Mitte April 2008 war der „Zug der Erinnerung" in Berlin zu Gast. Auch die Besucherinnen der Seniorenfreizeitstätte HUZUR wollten die Ausstellung besuchen, da ihnen viel dran liegt, der deutschen Geschichte auf die Spur zu kommen. 15 Frauen machten sich deswegen am 21. April um 7.30 Uhr auf den Weg zum S-Bahnhof Grunewald, um - wie schon bei ihren Besuchen im Jüdischen Museum und im in Konzentrationslager Sachsenhausen - den großen Schmerz des Krieges und den der Opfer ein weiteres Mal nachzuempfinden.

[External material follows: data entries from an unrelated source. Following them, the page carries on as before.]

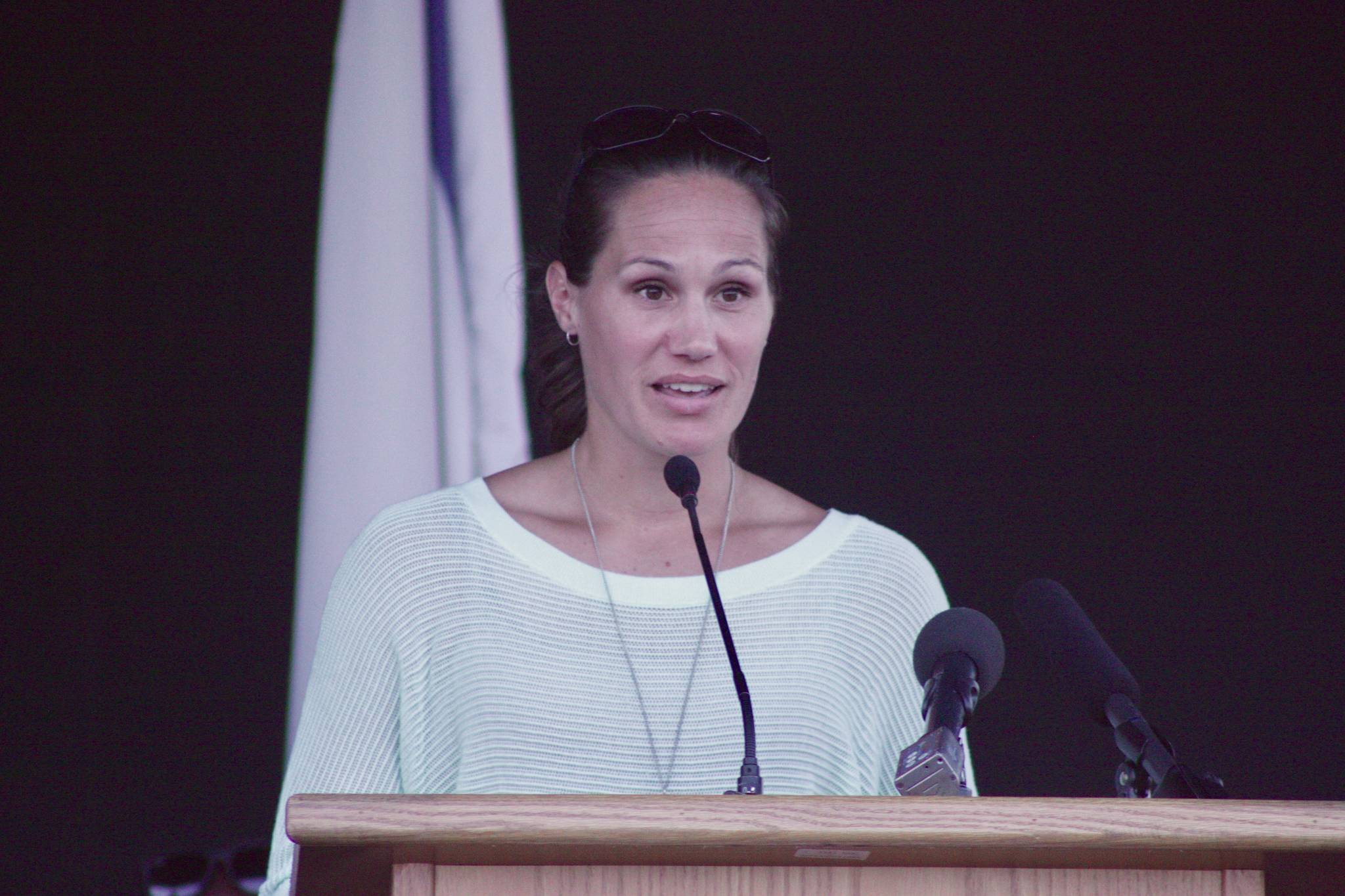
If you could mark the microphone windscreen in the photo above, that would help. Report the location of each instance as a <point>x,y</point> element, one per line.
<point>1066,634</point>
<point>961,630</point>
<point>682,476</point>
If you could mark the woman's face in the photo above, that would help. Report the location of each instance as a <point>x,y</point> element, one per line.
<point>676,314</point>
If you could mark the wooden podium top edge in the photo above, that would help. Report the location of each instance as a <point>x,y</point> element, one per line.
<point>1006,822</point>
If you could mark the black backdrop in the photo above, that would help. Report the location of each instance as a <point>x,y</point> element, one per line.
<point>1060,299</point>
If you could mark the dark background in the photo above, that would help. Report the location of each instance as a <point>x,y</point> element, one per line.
<point>1060,299</point>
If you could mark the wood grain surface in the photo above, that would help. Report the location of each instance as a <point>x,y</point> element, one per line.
<point>576,822</point>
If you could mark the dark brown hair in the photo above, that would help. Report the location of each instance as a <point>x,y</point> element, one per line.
<point>586,203</point>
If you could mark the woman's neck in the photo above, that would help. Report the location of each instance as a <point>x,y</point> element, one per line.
<point>625,484</point>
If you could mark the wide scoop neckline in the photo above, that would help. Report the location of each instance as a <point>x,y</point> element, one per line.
<point>681,590</point>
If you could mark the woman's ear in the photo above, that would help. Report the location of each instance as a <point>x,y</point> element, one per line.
<point>562,292</point>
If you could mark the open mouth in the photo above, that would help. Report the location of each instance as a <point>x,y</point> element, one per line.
<point>686,390</point>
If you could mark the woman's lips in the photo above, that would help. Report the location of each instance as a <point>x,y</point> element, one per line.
<point>692,398</point>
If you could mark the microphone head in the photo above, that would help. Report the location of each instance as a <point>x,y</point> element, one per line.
<point>1067,636</point>
<point>962,630</point>
<point>682,476</point>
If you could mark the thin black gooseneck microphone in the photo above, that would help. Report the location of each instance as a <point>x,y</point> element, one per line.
<point>684,479</point>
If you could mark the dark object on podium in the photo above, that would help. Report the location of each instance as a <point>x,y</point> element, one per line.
<point>958,657</point>
<point>1067,636</point>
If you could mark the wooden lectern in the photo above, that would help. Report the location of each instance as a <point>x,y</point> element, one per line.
<point>462,845</point>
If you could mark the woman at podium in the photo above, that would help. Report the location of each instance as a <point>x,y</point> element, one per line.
<point>548,629</point>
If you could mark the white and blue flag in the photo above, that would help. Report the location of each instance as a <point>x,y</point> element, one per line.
<point>418,330</point>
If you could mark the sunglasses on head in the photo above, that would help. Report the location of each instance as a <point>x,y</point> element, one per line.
<point>187,874</point>
<point>631,125</point>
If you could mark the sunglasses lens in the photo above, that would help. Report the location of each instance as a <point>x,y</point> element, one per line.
<point>732,133</point>
<point>249,867</point>
<point>178,875</point>
<point>625,127</point>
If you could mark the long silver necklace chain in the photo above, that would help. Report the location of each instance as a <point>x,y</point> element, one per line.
<point>617,624</point>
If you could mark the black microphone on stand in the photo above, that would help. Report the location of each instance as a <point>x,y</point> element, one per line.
<point>684,479</point>
<point>958,657</point>
<point>1067,634</point>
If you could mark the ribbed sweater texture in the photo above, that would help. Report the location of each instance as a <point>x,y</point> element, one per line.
<point>462,653</point>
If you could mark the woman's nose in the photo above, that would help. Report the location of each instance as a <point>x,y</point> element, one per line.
<point>692,333</point>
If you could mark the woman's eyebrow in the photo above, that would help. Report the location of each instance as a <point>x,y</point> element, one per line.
<point>735,263</point>
<point>655,263</point>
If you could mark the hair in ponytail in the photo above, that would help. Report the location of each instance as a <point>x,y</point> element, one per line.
<point>586,202</point>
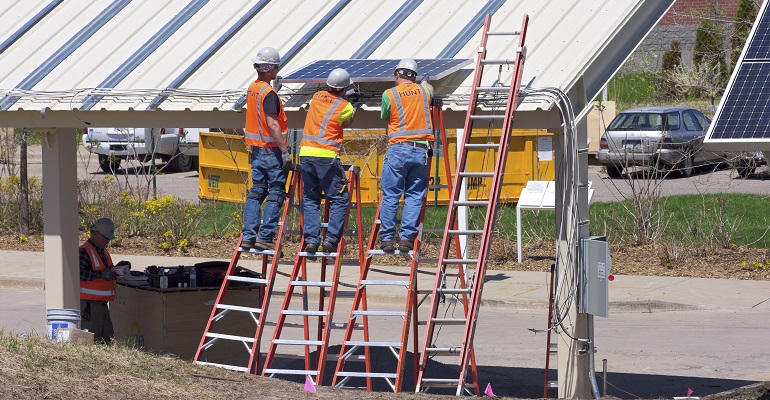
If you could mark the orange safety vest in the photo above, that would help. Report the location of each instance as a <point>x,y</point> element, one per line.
<point>322,124</point>
<point>409,114</point>
<point>98,289</point>
<point>257,131</point>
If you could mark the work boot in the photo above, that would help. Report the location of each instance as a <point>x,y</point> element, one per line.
<point>406,246</point>
<point>311,248</point>
<point>261,245</point>
<point>329,247</point>
<point>388,246</point>
<point>247,244</point>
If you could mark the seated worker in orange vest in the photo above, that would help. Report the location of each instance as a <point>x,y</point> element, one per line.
<point>97,281</point>
<point>405,168</point>
<point>320,163</point>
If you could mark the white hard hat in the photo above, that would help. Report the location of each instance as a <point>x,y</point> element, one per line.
<point>105,226</point>
<point>338,79</point>
<point>267,58</point>
<point>408,65</point>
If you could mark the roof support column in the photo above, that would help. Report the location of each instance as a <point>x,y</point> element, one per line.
<point>60,219</point>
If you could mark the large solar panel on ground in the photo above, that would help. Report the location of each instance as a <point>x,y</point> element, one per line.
<point>742,121</point>
<point>372,70</point>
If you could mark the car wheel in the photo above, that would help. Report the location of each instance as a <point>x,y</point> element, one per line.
<point>180,162</point>
<point>745,168</point>
<point>109,164</point>
<point>685,167</point>
<point>613,171</point>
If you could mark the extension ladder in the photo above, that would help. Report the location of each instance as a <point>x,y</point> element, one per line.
<point>257,313</point>
<point>360,311</point>
<point>462,342</point>
<point>299,279</point>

Am Zug erwarteten die Frauen zwei angenehme Überraschungen: Sie wurden schon vor der offiziellen Öffnung hineingelassen, da es draußen sehr kalt war. Zudem stellte sich heraus, dass ein junger Mann namens Mehmet Can die Gruppe durch die Ausstellung führte, der ebenfalls aus der Türkei stammt und hier in Deutschland Geschichte studiert.
Auf die Frage, warum er sich für das Thema interessiert und auch Führungen macht, antwortete er:
„Die nationalsozialistische Vernichtung des europäischen Judentums ist ein Ereignis unvorstellbaren und zudem einmaligen Ausmaßes. Gerade für uns Deutsche bzw. als deutsch sozialisierte Menschen hat dieses Thema bzw. muss dieses Thema einen anderen Bezug haben, als für Menschen anderer Nationen. Besonders deutlich wird mir das immer in Gedenkstätten im Ausland. Im Gegensatz zu den heimischen Besuchern sind wir z.B. nicht auf die Übersetzung der Originaldokumente angewiesen. Die Tätersprache ist nun mal auch meine Sprache."

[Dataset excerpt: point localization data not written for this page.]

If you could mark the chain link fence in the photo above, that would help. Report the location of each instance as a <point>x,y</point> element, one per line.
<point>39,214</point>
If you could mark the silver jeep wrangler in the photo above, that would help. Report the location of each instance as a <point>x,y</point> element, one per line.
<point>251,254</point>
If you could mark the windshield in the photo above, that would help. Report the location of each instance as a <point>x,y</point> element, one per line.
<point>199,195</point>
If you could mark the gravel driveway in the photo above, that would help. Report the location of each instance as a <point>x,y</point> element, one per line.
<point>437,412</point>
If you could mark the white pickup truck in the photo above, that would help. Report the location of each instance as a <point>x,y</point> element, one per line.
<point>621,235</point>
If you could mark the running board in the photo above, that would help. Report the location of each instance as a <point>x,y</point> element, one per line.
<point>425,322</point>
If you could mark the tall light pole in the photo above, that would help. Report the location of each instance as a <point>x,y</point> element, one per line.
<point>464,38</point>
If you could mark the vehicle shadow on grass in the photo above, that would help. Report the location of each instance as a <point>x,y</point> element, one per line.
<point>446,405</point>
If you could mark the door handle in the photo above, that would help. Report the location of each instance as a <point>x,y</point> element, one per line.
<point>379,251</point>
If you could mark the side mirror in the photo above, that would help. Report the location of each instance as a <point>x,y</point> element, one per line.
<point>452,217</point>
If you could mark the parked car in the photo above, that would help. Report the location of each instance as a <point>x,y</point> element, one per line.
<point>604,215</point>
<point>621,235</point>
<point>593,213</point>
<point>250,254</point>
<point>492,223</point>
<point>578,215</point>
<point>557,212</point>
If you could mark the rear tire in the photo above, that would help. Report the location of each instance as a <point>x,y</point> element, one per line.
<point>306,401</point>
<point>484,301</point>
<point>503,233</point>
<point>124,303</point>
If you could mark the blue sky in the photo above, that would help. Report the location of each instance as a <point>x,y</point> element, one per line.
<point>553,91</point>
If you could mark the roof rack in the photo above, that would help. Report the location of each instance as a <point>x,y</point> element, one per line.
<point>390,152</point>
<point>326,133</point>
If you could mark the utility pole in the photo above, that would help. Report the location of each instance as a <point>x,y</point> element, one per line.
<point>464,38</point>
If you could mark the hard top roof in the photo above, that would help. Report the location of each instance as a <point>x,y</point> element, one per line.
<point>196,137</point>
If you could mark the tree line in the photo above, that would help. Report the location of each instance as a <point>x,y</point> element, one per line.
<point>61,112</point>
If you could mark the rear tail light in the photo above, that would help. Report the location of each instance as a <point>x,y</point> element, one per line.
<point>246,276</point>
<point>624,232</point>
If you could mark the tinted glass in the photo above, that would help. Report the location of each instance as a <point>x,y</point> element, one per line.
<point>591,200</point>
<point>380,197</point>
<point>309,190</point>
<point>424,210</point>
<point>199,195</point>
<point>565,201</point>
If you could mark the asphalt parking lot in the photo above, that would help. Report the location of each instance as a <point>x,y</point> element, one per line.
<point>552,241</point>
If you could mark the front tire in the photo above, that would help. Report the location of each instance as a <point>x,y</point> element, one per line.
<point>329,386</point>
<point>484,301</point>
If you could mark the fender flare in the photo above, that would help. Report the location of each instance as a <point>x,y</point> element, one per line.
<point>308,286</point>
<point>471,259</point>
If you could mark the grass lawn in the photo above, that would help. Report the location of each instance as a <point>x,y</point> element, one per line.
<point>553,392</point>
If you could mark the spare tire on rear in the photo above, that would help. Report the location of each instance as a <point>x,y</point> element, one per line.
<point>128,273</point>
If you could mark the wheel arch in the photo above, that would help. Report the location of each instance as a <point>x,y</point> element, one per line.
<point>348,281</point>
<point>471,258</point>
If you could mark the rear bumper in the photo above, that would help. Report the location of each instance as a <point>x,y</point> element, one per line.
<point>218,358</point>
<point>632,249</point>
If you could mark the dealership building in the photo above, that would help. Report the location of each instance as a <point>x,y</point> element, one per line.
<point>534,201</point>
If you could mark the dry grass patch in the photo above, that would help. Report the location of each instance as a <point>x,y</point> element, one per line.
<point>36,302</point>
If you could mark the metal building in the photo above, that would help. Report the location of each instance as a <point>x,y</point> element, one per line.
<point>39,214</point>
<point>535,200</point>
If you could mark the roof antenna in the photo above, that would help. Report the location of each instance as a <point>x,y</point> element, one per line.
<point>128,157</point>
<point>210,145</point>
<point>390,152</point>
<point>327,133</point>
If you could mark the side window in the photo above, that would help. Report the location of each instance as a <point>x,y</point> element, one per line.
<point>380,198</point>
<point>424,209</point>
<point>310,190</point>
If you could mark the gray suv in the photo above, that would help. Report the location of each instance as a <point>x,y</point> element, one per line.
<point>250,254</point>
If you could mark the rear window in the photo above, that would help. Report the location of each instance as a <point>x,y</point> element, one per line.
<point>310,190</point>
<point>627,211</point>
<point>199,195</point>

Bevor die Führung begann, schmückten die Frauen die Waggons zu Ehren der Opfer mit Rosen und zündeten Kerzen an. Die innerhalb der Waggons ausgestellten Bilder und die dazugehörigen Erklärungen berührten die Frauen tief, und ein weiteres Mal beteuerten sie ihr Mitgefühl mit den jüdischen Opfern und ihre Empörung darüber, Menschen nur aufgrund ihres Glaubens abzustempeln und vernichten zu wollen. Der Holocaust sollte ihrer Meinung nach nicht ohne Folgen bleiben, da dieses geschichtlichen Verbrechen eine Auseinandersetzung verlangt.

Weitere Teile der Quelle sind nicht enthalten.